The soap opera that is playing itself out in New Zealand cricket could not have come at a worse time for either the Black Caps or South African cricket. New Zealand is ranked No 8 in the world test rankings. They are about to take on the No 1 ranked team in their own backyard and they choose this time to sack their captain – who, incidentally, is also their best player – in such controversial circumstances that he refuses to go on the tour. They are also without former captain and top spin bowler Daniel Vettori and problem-child Jesse Ryder.

It is mind boggling that a small cricketing nation that used to be known for their team unity and ability to fight the odds because of their team spirit, has descended to such an all-time low. It is unfair as well to the hosts South Africa who have given the Kiwis top billing for the domestic summer. The least New Zealand could have done was to bring a full-strength team to South Africa in an attempt to compete. A divided team well below full strength will find it difficult to do that against a world-class team at the very top of their game.

There has been mudslinging from all quarters in the Kiwi ranks. So much so that the New Zealand Board felt it necessary to apologise to sacked captain Ross Taylor for the unfortunate set of circumstances that prevailed which ultimately led to his sacking.
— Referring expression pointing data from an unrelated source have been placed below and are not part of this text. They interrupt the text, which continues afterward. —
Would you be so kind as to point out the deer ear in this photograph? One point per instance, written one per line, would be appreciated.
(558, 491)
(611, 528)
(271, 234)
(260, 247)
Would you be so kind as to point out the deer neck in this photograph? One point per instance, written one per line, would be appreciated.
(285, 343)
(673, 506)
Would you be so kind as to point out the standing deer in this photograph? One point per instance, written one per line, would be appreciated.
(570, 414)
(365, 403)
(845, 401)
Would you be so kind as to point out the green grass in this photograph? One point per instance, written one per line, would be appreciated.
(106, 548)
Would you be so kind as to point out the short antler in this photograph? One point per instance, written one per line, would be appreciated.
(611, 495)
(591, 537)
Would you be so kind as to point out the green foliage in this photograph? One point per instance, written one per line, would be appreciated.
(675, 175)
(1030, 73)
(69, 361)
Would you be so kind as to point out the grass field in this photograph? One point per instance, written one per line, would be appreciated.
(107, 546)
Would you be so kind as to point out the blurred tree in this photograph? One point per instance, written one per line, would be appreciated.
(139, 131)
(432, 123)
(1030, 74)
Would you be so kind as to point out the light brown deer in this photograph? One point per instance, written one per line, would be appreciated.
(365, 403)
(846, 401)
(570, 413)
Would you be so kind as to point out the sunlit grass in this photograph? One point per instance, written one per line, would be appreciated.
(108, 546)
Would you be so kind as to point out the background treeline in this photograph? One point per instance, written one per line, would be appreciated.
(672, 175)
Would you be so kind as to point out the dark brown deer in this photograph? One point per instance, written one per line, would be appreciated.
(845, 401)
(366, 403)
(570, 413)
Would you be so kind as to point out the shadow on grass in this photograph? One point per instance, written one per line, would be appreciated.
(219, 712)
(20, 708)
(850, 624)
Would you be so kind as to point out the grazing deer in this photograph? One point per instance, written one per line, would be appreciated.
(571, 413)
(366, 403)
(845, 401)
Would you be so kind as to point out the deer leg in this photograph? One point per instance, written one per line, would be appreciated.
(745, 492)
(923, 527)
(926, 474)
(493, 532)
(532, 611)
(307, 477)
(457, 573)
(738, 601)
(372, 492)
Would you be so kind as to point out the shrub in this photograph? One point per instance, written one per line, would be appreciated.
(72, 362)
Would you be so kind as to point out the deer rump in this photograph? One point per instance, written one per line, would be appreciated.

Coach Mike Hesson, who never played top-level cricket, has been a long-time friend of new captain Brendon McCullum . Once Hesson was appointed, the speculation in cricket circles in New Zealand was rife that it was only a matter of time before McCullum succeeded Taylor. Director of cricket John Buchanan who supposedly presides over cricket matters, was responsible for the appointment of Hesson. Tacitly one would imagine that Buchanan must be supporting the removal of Taylor.

The previous coach John Wright, a New Zealand playing legend, fell out of favour with Buchanan and was replaced by Hesson as the current coach. The intrigue will do nothing for the image of the game in New Zealand. Cricket runs a distant second to rugby in the land of the silver fern and this latest unfortunate saga will further damage the reputation of a sport that has struggled to capture the imagination of the New Zealand public.

Chances are then that New Zealand will be lambs to the slaughter. Hopefully for their sake once they get out of New Zealand they will bond as a unit and play above themselves in order to extend the Proteas. The home team can only compete with what is put in front of them. I am sure they will be determined to show the hapless Kiwis no mercy.

Will the two test matches go into day five? If New Zealand achieve that with this team, it will be a good effort. Their best chance of an upset will be in the T 20 internationals. Somehow even in that competition I can’t see it happening.